June 16 (Reuters) - Volkswagen AG (VOWG_p.DE) and its Porsche AG unit have agreed to a class-action settlement worth at least $80 million to resolve claims it skewed emissions and fuel economy data on 500,000 Porsche vehicles in the United States, court documents show.

The settlement, filed in U.S. District Court in San Francisco, must be approved by a federal judge. It covers 2005 through 2020 model year Porsche vehicles after owners accused the automaker of physically altering test vehicles that affected emissions and fuel economy results.

Owners of eligible vehicles will receive payments of $250 to $1,109 per vehicle.

Porsche confirmed the settlement in a statement but said it has "not acknowledged the allegations in these proceedings. The agreement serves to end the issue. The comparison applies only to vehicles sold in the United States."
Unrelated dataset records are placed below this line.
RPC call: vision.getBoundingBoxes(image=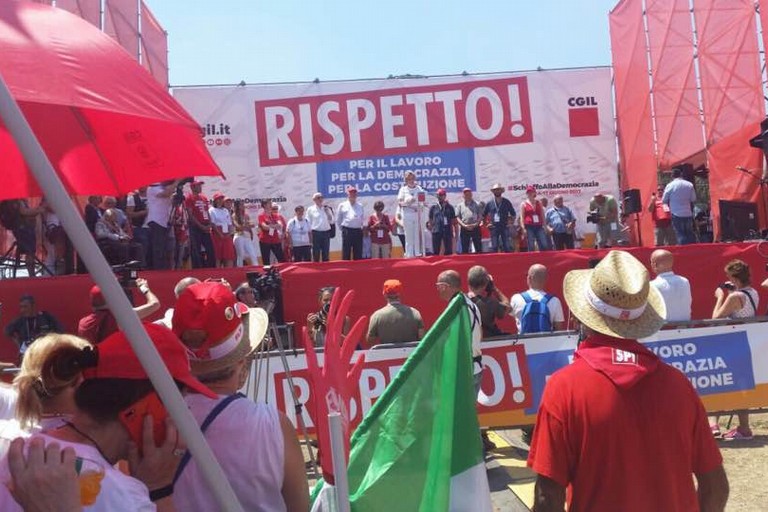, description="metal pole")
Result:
[328,412,350,512]
[0,75,243,512]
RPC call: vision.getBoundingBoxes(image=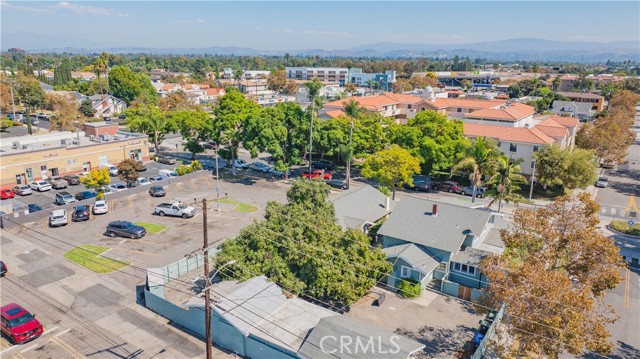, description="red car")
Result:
[0,188,15,199]
[0,303,44,344]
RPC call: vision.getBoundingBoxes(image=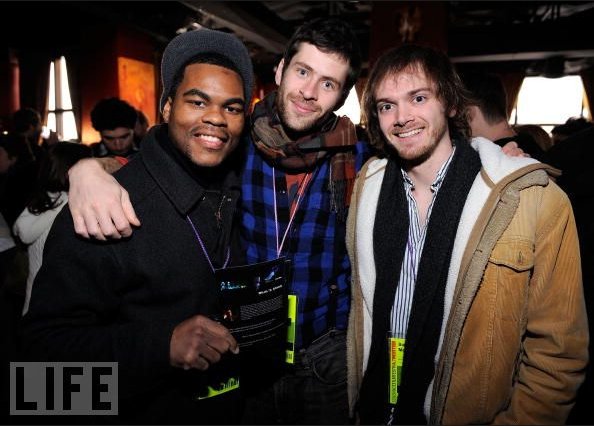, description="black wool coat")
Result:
[22,124,241,424]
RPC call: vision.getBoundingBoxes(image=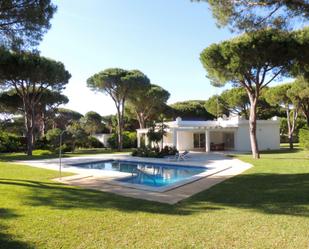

Scrutiny of Volkswagen's vehicles grew after the German automaker in 2015 disclosed it had used sophisticated software to evade emissions requirements in nearly 11 million diesel vehicles worldwide.

VW settled U.S. criminal and civil actions prompted by the cheating scandal for more than $20 billion. The automaker pleaded guilty in 2017 to fraud, obstruction of justice and falsifying statements.

Lawyers for the Porsche owners said the automaker physically altered the hardware - gears connecting the drive shaft and rear axle - and manipulated the software of testing vehicles. The test vehicles emitted fewer pollutants and were more fuel efficient than the production vehicles consumers bought

or leased.

Settlement documents say testing showed fuel economy may have been 1-2 miles per gallon lower than listed on vehicle labels.

VW also will pay $250 to owners of Porsche vehicles with "Sport+" driving mode that exceeded emissions limits when driven in that mode. They will receive the payment when they complete emissions compliant repair software updates that will reduce vehicles' emissions.

The lawsuits were prompted after a whistleblower at Porsche reported at least one suspected defeat device in certain gasoline vehicles through an internal reporting system, which prompted Porsche to report these findings to German and U.S. regulators, the lawsuit said.

The suit said in late 2015, Porsche management commissioned a systematic review that soon determined Porsche’s gas fleet was violating emissions test rules but was not immediately disclosed to U.S. regulators.